We have prepared some useful information here for those who are buying new ski equipment this spring.
Prior to leaving the factory, the sliding surface of skis (plastic and edges) is protected by a coating of a thin layer of paraffin. Manufacturers do not imprint this paraffin into the network of channels which extend over the sliding surface. Owners might wax these channels if they want to. It is very important that the sliding surface by waxing is done prior to the first skiing, as otherwise the spaces that were free to receive the wax are significantly reduced. The selected wax must be impressed two to three times at twenty-minute intervals with an iron heated up to around 130 °C. If the impregnation is not done at the same time as the maintenance, it is important to pay attention to the temperature of the iron (if the wax at the iron starts to ‘smoke’, it means the iron is overheated, so the procedure should be discontinued, because we would otherwise impregnate the sliding surface with the remaining wax or rather with this fraction that has a high melting volatility without useful properties. After the skis are cooled down, all the wax from the sliding surface must be removed by a plastic spreader (ruler – a thick piece of plastic) and the remaining wax must be brushed with a nylon brush from fine grooves that make the so-called surface structure. The wax that is forced out in minor quantities under pressure and by friction from the interior while skiing, is quite sufficient to fulfil its function. Impregnation by waxing is necessary for several reasons and primarily due to snow sticking, which makes skiing impossible in some conditions. Skiing on impregnated skis is more comfortable and less tiring. Omission of occasional impregnation, exposure to ultraviolet radiation, the influence of some organic material present at some ski resorts, as well as the effect of oxygen, leads to a process which distorts the structure of sliding surface and it becomes susceptible to abrasion. Spaces for wax storage are also reduced.

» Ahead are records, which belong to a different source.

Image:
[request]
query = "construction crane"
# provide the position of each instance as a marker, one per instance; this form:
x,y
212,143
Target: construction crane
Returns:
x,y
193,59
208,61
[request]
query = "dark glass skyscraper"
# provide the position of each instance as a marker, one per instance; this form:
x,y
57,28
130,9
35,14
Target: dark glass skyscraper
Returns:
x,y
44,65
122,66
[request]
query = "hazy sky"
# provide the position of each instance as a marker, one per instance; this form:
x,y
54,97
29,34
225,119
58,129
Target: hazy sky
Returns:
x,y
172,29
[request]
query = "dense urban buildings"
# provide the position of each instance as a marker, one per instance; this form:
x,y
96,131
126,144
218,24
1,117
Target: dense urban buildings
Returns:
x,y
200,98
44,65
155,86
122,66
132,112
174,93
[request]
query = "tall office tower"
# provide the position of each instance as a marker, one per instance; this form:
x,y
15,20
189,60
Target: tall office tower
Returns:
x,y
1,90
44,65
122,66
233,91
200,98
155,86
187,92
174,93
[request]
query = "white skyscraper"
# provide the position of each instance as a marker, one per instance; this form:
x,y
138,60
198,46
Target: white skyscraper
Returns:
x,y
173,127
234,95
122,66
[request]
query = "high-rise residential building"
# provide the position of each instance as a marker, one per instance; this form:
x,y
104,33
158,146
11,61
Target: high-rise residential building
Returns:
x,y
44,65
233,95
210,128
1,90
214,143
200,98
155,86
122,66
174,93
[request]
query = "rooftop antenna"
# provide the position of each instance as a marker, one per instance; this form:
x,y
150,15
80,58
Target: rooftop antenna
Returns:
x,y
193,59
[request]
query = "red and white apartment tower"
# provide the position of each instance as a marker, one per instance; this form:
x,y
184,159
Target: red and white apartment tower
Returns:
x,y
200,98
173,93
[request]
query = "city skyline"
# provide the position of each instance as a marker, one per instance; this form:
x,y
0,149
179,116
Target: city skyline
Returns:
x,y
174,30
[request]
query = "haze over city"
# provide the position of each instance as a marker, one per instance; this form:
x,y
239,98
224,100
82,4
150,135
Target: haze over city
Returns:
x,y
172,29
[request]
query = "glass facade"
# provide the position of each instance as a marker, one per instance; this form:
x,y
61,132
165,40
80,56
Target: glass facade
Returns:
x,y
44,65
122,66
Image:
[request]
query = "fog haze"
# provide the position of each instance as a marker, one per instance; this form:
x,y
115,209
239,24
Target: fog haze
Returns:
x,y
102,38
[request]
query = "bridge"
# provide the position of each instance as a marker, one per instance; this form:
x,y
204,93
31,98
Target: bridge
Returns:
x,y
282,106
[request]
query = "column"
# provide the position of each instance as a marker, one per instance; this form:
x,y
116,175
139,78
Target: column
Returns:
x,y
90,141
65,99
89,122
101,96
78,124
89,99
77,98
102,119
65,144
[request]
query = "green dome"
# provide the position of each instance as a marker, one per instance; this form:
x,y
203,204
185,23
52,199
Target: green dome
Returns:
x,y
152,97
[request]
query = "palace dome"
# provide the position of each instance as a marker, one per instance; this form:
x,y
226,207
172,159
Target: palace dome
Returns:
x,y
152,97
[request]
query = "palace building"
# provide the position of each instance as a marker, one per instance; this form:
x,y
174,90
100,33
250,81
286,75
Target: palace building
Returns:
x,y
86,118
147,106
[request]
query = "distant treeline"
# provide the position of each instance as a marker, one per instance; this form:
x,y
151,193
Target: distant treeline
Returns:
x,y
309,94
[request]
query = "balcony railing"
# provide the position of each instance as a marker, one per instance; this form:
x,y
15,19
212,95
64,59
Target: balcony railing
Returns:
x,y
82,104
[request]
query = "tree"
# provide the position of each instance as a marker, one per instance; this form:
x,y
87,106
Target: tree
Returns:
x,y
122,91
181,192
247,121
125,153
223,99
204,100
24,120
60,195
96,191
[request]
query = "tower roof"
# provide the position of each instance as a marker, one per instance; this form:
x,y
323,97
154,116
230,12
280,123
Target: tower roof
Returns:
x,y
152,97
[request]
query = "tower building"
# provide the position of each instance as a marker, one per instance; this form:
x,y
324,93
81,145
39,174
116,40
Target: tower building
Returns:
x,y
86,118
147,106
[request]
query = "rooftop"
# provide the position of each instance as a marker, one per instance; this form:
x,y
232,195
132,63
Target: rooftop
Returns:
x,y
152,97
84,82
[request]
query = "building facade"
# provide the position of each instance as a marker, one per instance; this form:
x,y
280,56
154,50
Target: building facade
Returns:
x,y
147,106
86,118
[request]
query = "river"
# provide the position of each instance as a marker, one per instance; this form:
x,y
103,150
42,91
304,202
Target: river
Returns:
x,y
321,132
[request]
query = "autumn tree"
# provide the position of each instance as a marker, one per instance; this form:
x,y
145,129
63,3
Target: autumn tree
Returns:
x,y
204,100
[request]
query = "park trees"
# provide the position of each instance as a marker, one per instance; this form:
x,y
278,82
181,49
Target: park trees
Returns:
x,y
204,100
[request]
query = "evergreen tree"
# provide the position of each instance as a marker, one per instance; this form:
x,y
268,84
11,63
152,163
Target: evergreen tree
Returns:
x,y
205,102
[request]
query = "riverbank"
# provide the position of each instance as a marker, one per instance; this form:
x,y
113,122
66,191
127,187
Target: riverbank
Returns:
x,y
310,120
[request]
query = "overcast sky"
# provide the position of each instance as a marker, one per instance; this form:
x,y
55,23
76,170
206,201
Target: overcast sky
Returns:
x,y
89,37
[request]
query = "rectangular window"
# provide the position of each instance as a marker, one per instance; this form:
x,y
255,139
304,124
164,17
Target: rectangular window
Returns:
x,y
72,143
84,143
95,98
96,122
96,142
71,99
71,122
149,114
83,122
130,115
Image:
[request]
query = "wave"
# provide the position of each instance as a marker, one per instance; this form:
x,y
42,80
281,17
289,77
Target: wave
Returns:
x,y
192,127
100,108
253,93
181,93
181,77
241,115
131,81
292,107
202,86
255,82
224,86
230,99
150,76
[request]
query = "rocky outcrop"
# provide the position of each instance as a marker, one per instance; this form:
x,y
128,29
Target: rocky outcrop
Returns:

At zero service, deformities can be detected, although some may be present at the sliding surface and edges. At zero service, the edges are sharpened at an angle of 88, or 87 degrees for the drivers of S1 category. Edges sharpened this way make skis better in turns, reducing ski sliding, but it is necessary to sharpen them more often than the edges sharpened at 90 degrees.
When the edges become dull, they should only be polished laterally (sideways) and we suggest that the sharpening angle is a 3-degree lateral bevel. The benefits are a better posture on hard surface or ice. In countries of high ski culture, athletes, coaches and the majority of instructors in the days when they work on hard surface check their ski edges daily and run over their lateral sides with a fine grit stone. If necessary they also use a fine holder which ensures the pile is under the angle of 88 or 90 degrees ( 88° or 90° ).
Occasionally, it will also be necessary to adjust the base of the skis and there are two methods for that: Base bevel max 1° and Off-set polishing ( 0,1mm clearance and bevel 1° ).
Always keep in mind that weather conditions on the ground form the snowy surface on the paths and that it can drastically affect the quality of ski base and edges. Wet skis should not be put into the cover as this may cause rusting.